Ingredients:

  • 3 lbs (1.36 kg) Beef Chuck Roast, cut into 2-inch cubes
  • 2 tbsp (30 ml) Neutral Oil (Grapeseed or Avocado)
  • 2 cups (475 ml) Dry Red Wine (Cabernet or Merlot)
  • 4 cups (1 L) High-Quality Beef Bone Broth
  • 2 tbsp (32 g) Tomato Paste
  • 3 Large Carrots, peeled and cut into rounds
  • 1 lb (450 g) Yukon Gold Potatoes, quartered
  • 2 Yellow Onions, diced
  • 4 cloves Garlic, smashed
  • 3 sprigs Fresh Thyme
  • 2 Bay Leaves
  • Kosher Salt to taste
  • Freshly Cracked Black Pepper to taste

Instructions:

  1. Pat the beef dry with paper towels to ensure proper browning. Season generously with salt. Heat oil in a 6-quart Dutch oven over medium-high heat. Sear the beef in batches until a deep brown crust forms on all sides. Remove the meat and set aside.
  2. Lower the heat to medium.
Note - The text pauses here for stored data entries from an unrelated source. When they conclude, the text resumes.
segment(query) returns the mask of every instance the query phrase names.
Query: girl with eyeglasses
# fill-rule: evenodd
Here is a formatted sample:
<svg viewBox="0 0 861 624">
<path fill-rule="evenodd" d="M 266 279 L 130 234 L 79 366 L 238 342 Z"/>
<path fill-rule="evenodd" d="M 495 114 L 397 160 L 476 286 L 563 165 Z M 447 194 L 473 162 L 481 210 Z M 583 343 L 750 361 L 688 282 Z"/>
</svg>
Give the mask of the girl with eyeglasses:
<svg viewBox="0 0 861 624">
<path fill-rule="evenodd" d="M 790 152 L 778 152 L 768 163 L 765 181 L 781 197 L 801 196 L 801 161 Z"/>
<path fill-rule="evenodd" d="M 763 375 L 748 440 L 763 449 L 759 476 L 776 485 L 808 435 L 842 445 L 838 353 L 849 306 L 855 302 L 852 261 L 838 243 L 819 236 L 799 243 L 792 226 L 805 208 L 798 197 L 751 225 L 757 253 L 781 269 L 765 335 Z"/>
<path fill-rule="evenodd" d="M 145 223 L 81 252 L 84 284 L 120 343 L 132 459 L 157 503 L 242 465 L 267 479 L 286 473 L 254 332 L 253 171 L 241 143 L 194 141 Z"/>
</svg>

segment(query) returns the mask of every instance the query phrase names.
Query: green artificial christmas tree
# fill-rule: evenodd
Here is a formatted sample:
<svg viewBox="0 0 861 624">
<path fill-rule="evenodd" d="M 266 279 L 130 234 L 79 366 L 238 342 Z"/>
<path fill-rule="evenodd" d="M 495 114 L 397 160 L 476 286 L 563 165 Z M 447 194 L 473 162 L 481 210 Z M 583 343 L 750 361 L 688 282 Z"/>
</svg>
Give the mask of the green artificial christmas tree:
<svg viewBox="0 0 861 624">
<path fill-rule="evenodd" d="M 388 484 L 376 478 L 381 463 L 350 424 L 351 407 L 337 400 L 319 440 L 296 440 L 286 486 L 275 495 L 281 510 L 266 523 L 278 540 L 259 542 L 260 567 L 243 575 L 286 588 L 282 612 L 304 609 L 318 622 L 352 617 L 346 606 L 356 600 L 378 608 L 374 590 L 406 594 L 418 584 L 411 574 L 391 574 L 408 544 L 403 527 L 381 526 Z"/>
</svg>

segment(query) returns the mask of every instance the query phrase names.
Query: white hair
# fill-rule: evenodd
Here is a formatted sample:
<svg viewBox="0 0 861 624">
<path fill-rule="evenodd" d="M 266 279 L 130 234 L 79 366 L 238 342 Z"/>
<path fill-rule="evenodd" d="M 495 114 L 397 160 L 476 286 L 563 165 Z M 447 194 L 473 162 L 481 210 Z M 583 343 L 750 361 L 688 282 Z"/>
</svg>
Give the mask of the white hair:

Add the onions and carrots to the rendered fat, sautéing until the onions are translucent. Stir in the tomato paste and garlic, cooking for 2 minutes until the paste turns a rusty brick color.
  3. Pour in the red wine, using a wooden spoon to scrape up the browned fond from the bottom of the pot. Return the beef to the pot. Add the broth, potatoes, and herbs. Cover and transfer to a 300°F (150°C) oven or simmer on the lowest stove setting for 6 hours until the meat is fork-tender.